Most of the recent press and hype about “AI” — which really means machine learning with deep neural networks — focuses on direct applications such as self-driving cars and workplace automation. But I think a much more profound possibility lies in the ability of deep learning to increase the speed of innovation itself.
This is not a vague notion about “intelligence” or even a discussion about the extent to which computers can replace humans. Rather, it’s a specific capability that’s well suited to at least some types of scientific research. As David Rotman describes one such application in Technology Review:
Human researchers can explore only a tiny slice of what is possible. It’s estimated that there are as many as 1060 potentially drug-like molecules—more than the number of atoms in the solar system. But traversing seemingly unlimited possibilities is what machine learning is good at. Trained on large databases of existing molecules and their properties, the programs can explore all possible related molecules.
This by itself is not a revolution in chemistry; it’s a tool like any other. But increases in the speed of innovation build on each other. An advance aided by machine learning could very well lead to faster computer processors which themselves support even more complex machine learning — and the cycle continues.
Rotman also makes a compelling point about the compounding effects of faster research in the context of business and academia:
It takes an average of 15 to 20 years to come up with a new material, says Tonio Buonassisi, a mechanical engineer at MIT who is working with a team of scientists in Singapore to speed up the process.

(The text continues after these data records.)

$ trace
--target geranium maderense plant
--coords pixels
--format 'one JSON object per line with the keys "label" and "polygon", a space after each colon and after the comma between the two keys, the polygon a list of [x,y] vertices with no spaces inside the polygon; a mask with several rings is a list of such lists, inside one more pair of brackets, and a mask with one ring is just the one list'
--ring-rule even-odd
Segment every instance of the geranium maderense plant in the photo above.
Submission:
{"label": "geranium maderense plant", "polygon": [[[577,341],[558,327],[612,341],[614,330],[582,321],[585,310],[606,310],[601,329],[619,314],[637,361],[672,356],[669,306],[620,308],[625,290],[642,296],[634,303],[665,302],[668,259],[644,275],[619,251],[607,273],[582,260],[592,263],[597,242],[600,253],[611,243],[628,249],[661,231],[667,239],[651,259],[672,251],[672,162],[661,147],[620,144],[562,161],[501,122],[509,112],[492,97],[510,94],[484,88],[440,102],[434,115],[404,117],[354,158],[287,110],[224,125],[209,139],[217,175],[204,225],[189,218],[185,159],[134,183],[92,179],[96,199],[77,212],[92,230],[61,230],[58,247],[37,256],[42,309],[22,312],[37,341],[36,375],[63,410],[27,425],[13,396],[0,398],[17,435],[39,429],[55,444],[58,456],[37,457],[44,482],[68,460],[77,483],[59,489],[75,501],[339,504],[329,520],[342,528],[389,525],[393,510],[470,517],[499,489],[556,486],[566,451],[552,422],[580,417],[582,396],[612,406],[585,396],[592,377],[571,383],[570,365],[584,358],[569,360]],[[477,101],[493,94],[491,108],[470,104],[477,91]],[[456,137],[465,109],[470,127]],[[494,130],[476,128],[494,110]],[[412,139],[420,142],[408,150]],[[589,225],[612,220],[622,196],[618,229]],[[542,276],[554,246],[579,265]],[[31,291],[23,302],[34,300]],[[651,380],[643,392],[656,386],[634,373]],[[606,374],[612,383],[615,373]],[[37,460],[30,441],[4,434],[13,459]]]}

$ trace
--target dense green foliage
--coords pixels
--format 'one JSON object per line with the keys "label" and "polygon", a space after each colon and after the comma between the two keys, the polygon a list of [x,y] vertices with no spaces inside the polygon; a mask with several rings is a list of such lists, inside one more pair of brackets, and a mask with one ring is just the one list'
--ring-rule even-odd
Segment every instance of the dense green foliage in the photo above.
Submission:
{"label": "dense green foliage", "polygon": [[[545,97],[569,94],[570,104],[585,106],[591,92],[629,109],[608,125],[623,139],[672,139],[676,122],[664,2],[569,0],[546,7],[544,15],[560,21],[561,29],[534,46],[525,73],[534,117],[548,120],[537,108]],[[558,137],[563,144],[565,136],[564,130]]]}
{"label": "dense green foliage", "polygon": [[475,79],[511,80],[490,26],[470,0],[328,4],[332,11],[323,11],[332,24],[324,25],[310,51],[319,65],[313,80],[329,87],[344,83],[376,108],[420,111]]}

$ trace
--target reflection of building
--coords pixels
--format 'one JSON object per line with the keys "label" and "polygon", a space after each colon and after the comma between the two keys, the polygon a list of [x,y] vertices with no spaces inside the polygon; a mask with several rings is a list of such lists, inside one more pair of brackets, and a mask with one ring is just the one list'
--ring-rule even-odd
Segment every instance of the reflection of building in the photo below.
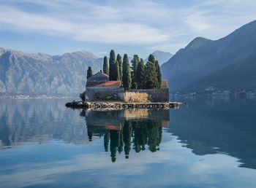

That’s far too long for most businesses. It’s impractical even for many academic groups. Who wants to spend years on a material that may or may not work? This is why venture-backed startups, which have generated much of the innovation in software and even biotech, have long given up on clean tech: venture capitalists generally need a return within seven years or sooner.
“A 10x acceleration [in the speed of materials discovery] is not only possible, it is necessary,” says Buonassisi, who runs a photovoltaic research lab at MIT. His goal, and that of a loosely connected network of fellow scientists, is to use AI and machine learning to get that 15-to-20-year time frame down to around two to five years by attacking the various bottlenecks in the lab, automating as much of the process as possible.
In other words, if the time needed for materials discovery can be decreased below the roughly 5-year threshold, it would kick off an explosion in investment because the payoffs finally align with human time scales.
Futurists like Ray Kurzweil have been writing about this type of acceleration for many decades. But Rotman’s article resonated with me as an antidote to the more common narratives about “AI” as a vague long-term utopia/dystopia or a narrow short-term technological advance. Far more interesting to me is how it fits into the broader story of accelerating scientific advancement.